An established (and valid) method of estimating acid loads of foods or diets is by calculating the potential renal acid load (PRAL). PRAL provides an estimate of the production of endogenous acid that exceeds the level of alkali produced for given amounts of foods ingested daily.[3]

The concept of PRAL calculation is physiologically based and takes into account different intestinal absorption rates of individual minerals and of sulphur-containing protein, as well as the amount of sulphate produced from metabolised proteins. This method of calculation was experimentally validated in healthy adults, and it showed that, under controlled conditions, acid loads and renal net acid excretion (NAE) can be reliably estimated from diet composition.[4]

A common error by many people is to equate pH of drinks and foods with alkalising capabilities; this is a long way from chemical reality but remains a popular misconception – popular in that it is oft repeated with any qualification.

The pH of beverages and food has very little to to do with alkalizing the body. This may be a conflict with heart felt thoughts but it really is not an accurate chemical explanation.

The common misconception is that alkaline pH has the ability to neutralise metabolic acid and build alkaline reserves in vivo, therefore restoring balance to the pH of our body fluids and tissues. However, pH itself, no matter how alkaline, has little to do with the ability to neutralise acid.
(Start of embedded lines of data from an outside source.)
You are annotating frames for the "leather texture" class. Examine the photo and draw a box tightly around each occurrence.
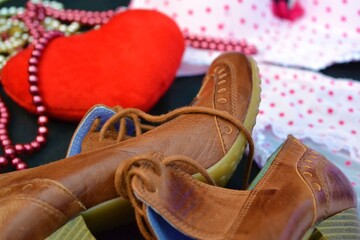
[0,53,253,239]
[131,136,356,240]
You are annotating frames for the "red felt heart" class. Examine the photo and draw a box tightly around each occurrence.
[1,10,184,120]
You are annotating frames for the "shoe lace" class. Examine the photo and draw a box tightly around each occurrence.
[99,106,254,189]
[115,154,216,240]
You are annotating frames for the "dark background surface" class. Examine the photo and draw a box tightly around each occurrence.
[0,0,360,239]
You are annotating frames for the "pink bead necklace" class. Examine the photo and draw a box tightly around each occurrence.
[0,1,115,170]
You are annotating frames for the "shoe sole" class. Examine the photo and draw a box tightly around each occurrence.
[302,208,360,240]
[48,57,261,239]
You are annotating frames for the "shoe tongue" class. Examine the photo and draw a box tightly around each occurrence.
[191,73,215,108]
[66,105,135,157]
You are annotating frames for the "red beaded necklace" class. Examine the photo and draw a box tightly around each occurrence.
[0,1,115,170]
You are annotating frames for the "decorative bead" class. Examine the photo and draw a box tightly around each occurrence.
[11,158,22,166]
[0,156,9,167]
[29,85,39,95]
[28,65,38,74]
[29,75,39,84]
[38,116,48,126]
[35,135,46,146]
[14,144,25,154]
[0,118,8,124]
[16,161,27,171]
[31,50,41,58]
[38,126,48,136]
[30,141,40,151]
[36,106,46,114]
[24,143,33,153]
[33,95,43,106]
[0,134,9,141]
[4,146,15,158]
[29,57,39,65]
[34,43,44,51]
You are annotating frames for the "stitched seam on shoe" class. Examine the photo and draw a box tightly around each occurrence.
[229,141,306,236]
[1,178,86,210]
[136,170,248,240]
[296,150,319,225]
[211,74,226,154]
[5,196,67,221]
[214,117,226,154]
[312,158,330,217]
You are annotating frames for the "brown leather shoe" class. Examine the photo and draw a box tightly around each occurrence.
[116,137,360,240]
[116,137,360,240]
[0,53,260,239]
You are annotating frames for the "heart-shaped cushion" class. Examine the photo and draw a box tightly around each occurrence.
[1,10,184,120]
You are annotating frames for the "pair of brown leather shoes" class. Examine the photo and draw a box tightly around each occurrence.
[0,53,260,239]
[115,136,360,240]
[0,53,358,239]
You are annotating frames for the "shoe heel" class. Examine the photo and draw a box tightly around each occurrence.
[309,208,360,240]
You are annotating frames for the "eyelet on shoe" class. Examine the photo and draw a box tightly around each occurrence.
[21,183,33,192]
[216,98,227,103]
[224,125,233,135]
[312,183,322,191]
[217,88,227,93]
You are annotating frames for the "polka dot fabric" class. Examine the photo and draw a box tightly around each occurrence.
[254,64,360,163]
[130,0,360,70]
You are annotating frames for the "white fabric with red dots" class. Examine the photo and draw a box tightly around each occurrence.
[129,0,360,71]
[254,64,360,163]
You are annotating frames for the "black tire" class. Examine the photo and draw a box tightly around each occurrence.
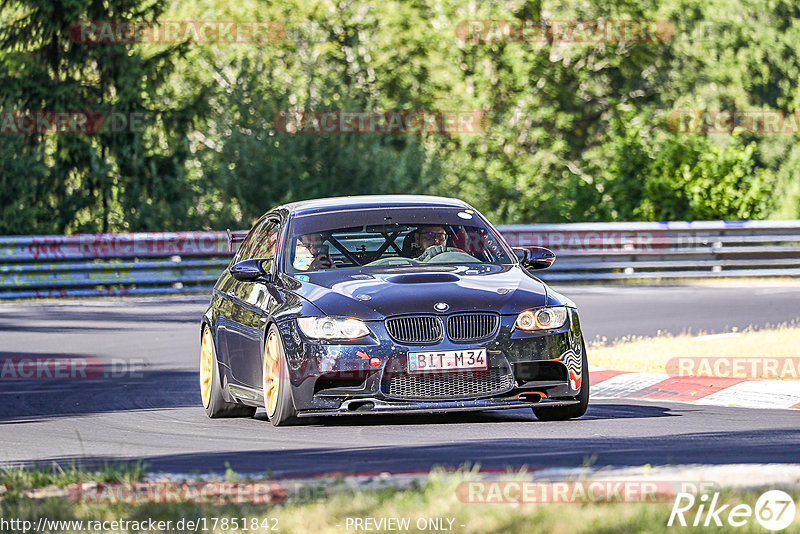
[262,324,300,426]
[533,340,589,421]
[200,325,256,419]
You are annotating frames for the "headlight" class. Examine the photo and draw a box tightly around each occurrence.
[514,306,567,331]
[297,317,370,339]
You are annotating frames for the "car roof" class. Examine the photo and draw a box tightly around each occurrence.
[281,195,470,215]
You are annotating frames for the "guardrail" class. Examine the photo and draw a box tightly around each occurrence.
[0,220,800,299]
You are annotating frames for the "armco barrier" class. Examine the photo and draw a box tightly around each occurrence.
[0,220,800,299]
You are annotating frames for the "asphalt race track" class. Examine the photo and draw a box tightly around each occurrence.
[0,285,800,476]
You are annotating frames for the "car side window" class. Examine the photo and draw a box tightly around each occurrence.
[244,221,279,260]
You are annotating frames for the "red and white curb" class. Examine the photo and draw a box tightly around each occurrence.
[589,367,800,409]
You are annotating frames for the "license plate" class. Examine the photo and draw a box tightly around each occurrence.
[408,349,488,373]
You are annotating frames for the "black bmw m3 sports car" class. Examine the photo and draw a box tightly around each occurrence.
[200,195,589,426]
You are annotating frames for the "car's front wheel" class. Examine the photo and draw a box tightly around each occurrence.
[533,341,589,421]
[262,324,298,426]
[200,325,256,419]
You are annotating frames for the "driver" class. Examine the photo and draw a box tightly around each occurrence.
[294,233,336,271]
What neutralizes acid is alkalinity (bicarbonate, carbonate, hydroxide), not pH! Alkalinity provides the buffering capacity that neutralises acid whether it is in a test tube or in the body. Alkalinity roughly refers to the amount of bases in a solution that can be converted to uncharged species by a strong acid and pH is just a measurement of the degree of the dissociation of H+ vs OH-. It takes alkalinisation and its various chemical transfers to neutralize acid.[5]

Adding a few pH drops (usually of sodium and potassium hydroxide) to pure water makes its pH jump to 10, 11 or more. But drinking this will have no neutralising impact on acid state in the body. Because it lacks sufficient buffering capacity known as alkalinity, drops of this type might add about 20 mg of alkalinity – which is meaningless in supporting physiological pH balance.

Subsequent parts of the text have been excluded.